The research team from the UK report that elevated levels of factor H-related protein 4, or FHR-4, are present in the blood of people with the condition, a leading cause of blindness worldwide, according to findings published in Nature Communications.

Using eye tissue donated for medical research, the research team also showed that the protein is present within the macula, the specific region of the eye affected by AMD.

“Apart from improving understanding of how AMD is caused, this work also provides a way of predicting risk of the disease by simply measuring blood levels of FHR-4,” study co-author Paul Bishop, an ophthalmologist at the University of Manchester in England, said.

“[It] also provides a new route to treatment by reducing the blood levels of FHR-4 to restore immune system function in the eyes,” he said.

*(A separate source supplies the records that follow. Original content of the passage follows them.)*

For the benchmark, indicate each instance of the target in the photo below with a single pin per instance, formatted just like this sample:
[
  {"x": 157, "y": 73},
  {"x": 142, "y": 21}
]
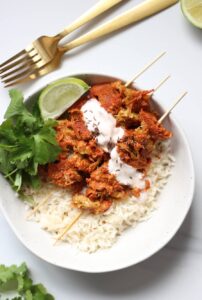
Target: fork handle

The researchers from Queen Mary University of London and the University of Manchester used a genetic technique called genome-wide association to identify specific changes in the genome related to the increased levels of FHR-4 found in people with AMD.

Blood levels of FHR-4 were measured in 484 patients and 522 age-matched controls using two independent, established collections of AMD patient data; the Cambridge AMD study and the European Genetic Database.

The authors believe that measuring FHR-4 levels in the blood may result in earlier diagnosis and provide a potential therapeutic target for a disease currently without a viable cure.

Co-author Simon Clark, from the University of Manchester, added: “Up until now, the role played by FHR proteins in disease has only ever been inferred. But now we show a direct link and, more excitingly, become a tangible step closer to identifying a group of potential therapeutic targets to treat this debilitating disease.”